University of Houston literary magazine

Glass Mountain is an undergraduate literary magazine at the University of Houston that was established in 2006. The title is an allusion to a short story with the same title by Donald Barthelme. The magazine publishes poetry, fiction, non-fiction, reviews, literary essays, and art written by undergraduates. Each issue also includes interviews with notable literary figures, including Mat Johnson, Mark Doty, Nick Flynn, Tony Hoagland, and others. The publication is listed in the Council of Literary Magazines and Presses and launched its first national issue in 2011. In 2013, the journal was awarded the Director's Prize for content by the Association of Writers & Writing Programs.
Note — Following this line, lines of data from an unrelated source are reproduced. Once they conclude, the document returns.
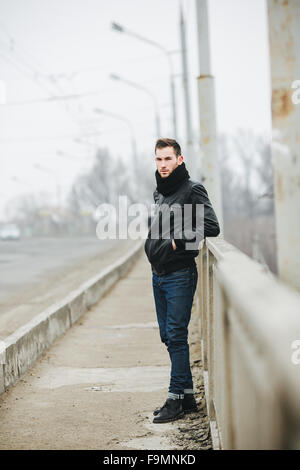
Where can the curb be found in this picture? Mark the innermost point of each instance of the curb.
(21, 349)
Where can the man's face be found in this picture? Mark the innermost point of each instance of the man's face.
(166, 161)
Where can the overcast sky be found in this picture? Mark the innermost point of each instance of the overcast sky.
(51, 48)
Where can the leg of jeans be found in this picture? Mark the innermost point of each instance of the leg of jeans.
(161, 307)
(180, 289)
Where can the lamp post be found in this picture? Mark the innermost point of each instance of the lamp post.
(121, 29)
(149, 93)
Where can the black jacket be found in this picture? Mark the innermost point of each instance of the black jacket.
(160, 253)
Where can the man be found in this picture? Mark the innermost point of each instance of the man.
(174, 271)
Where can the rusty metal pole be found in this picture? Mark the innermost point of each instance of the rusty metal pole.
(207, 112)
(284, 37)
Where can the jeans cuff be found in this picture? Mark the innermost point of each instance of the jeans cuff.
(175, 396)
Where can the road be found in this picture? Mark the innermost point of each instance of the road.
(38, 272)
(98, 384)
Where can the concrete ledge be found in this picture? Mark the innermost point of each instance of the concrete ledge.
(20, 350)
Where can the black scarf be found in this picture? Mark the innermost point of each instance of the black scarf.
(170, 184)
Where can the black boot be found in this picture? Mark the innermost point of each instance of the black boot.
(189, 404)
(170, 411)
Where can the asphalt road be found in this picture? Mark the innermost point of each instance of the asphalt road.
(38, 272)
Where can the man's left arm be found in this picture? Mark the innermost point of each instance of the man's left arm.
(199, 196)
(209, 219)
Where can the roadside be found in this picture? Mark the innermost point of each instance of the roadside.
(98, 384)
(25, 303)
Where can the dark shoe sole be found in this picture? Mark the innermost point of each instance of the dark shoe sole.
(190, 410)
(180, 415)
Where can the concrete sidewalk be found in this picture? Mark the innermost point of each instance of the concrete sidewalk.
(97, 386)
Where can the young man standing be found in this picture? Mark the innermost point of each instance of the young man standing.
(174, 271)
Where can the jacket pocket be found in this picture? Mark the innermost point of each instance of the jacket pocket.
(158, 250)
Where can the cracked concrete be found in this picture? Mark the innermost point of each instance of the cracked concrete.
(97, 386)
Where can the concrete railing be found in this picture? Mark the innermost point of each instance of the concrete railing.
(249, 324)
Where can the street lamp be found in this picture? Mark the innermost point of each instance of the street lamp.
(149, 93)
(121, 29)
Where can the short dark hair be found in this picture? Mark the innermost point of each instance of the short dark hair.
(165, 142)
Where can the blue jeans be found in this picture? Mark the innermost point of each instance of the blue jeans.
(173, 296)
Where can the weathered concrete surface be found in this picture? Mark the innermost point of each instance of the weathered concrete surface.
(48, 263)
(20, 350)
(97, 386)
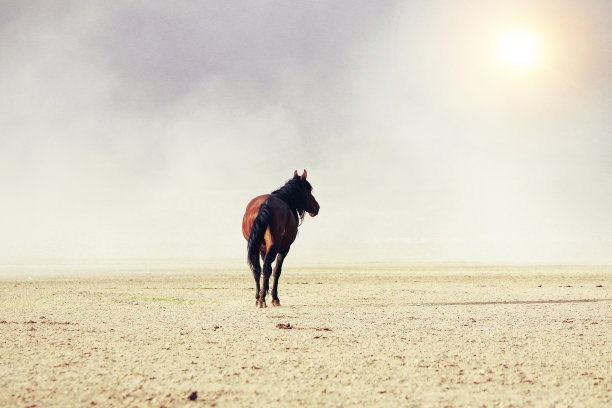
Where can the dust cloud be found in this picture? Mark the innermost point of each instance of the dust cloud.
(141, 130)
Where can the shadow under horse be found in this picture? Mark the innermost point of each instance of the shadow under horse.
(270, 226)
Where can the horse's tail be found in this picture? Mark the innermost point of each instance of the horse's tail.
(260, 225)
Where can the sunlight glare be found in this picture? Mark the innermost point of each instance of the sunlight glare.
(519, 49)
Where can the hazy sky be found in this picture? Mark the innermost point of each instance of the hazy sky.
(143, 128)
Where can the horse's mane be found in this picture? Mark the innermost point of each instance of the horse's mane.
(291, 193)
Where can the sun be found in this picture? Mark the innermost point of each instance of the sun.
(519, 49)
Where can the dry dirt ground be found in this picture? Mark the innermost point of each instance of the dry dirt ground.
(351, 336)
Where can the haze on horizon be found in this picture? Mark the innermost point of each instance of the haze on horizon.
(142, 129)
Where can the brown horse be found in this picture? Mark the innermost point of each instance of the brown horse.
(270, 226)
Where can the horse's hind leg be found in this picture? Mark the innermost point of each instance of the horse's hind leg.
(267, 271)
(277, 271)
(256, 276)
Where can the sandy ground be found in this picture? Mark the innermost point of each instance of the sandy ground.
(375, 336)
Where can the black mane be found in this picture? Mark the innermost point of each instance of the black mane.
(292, 194)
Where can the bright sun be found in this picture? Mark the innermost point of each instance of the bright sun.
(519, 49)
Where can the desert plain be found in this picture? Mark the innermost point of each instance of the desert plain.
(353, 335)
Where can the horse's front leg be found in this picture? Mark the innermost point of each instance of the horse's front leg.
(277, 271)
(266, 272)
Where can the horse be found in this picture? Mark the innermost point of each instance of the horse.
(270, 225)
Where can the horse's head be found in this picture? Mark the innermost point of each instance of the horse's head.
(309, 203)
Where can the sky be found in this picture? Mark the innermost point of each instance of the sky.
(141, 129)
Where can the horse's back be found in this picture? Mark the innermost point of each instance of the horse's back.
(251, 213)
(282, 229)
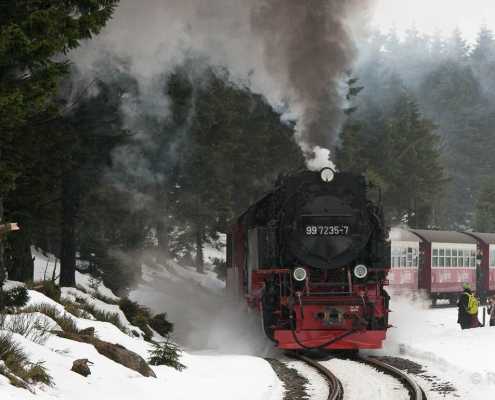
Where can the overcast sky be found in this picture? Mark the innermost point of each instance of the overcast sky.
(435, 15)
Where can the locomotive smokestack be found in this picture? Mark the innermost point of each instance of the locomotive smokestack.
(308, 45)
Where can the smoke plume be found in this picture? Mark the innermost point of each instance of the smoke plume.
(293, 52)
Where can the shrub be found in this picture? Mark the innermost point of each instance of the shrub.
(16, 297)
(104, 316)
(17, 366)
(73, 308)
(48, 288)
(166, 353)
(33, 327)
(65, 321)
(160, 324)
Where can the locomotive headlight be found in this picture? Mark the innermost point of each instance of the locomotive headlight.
(360, 271)
(327, 174)
(300, 274)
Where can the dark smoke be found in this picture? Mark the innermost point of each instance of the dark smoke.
(294, 52)
(309, 46)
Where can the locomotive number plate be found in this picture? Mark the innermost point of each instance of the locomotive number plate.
(327, 230)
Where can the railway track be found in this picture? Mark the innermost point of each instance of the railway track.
(415, 391)
(336, 390)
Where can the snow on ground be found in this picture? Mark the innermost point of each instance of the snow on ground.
(203, 318)
(432, 338)
(218, 377)
(362, 382)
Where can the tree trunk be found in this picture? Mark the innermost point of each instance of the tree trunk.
(2, 263)
(163, 242)
(70, 206)
(20, 262)
(199, 250)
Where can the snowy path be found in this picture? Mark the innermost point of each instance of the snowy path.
(449, 355)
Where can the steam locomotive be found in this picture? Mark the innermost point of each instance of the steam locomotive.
(311, 258)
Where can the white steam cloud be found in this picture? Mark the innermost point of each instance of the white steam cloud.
(293, 52)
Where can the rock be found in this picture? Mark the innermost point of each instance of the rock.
(88, 331)
(114, 352)
(81, 367)
(127, 358)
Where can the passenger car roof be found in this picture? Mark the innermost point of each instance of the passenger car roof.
(444, 236)
(402, 235)
(488, 238)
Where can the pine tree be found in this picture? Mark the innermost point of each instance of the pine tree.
(33, 36)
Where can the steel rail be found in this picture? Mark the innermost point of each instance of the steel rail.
(335, 388)
(415, 391)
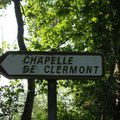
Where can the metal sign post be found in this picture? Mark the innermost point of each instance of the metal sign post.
(52, 100)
==Glass Mountain community==
Glass Mountain is associated with the Creative Writing Program of the University of Houston College of Liberal Arts and Social Sciences and the literary magazine Gulf Coast. It has also partnered with the School of Art, the School of Theatre and Dance, the Blaffer Gallery, the Wortham Theater Center and the Moores School of Music. The magazine has been involved with a number of local and national community organizations, including the Association of Writers & Writing Programs, Poison Girl Reading Series, the Houston chapter of Writers in the Schools, Brazos Bookstore, Bohemeo's, the Menil Collection, the Society for the Performing Arts Prelude Series, and the Cynthia Woods Mitchell Center for the Arts.

The magazine is involved in Houston area cultural events as well, including the East End Cultural Arts Festival and it has collaborated with Houston Public Radio, NANO Fiction, the Council of Literary Magazines and Presses, the Houston Arts Alliance, the Houston Endowment Inc., the Texas Commission on the Arts, Poets & Writers, the National Endowment for the Arts, Gulf Coast, an annual Write-a-Thon, and the Menil Collection to present the Houston Indie Book Festival at Menil Park.

==Boldface Writing Conference==
The annual Boldface Writing Conference was founded in 2009 by the editors of Glass Mountain as a conference devoted exclusively to developing writers. The conference is held at the M. D. Anderson Library at the University of Houston and hosts craft talks, readings and workshops in poetry, fiction and creative non-fiction. Each year, the conference selects winners for the Robertson Prize in poetry and fiction. Guest speakers to the event have included Ange Mlinko, Kevin Prufer, Jericho Brown, and Alexander Parsons among others.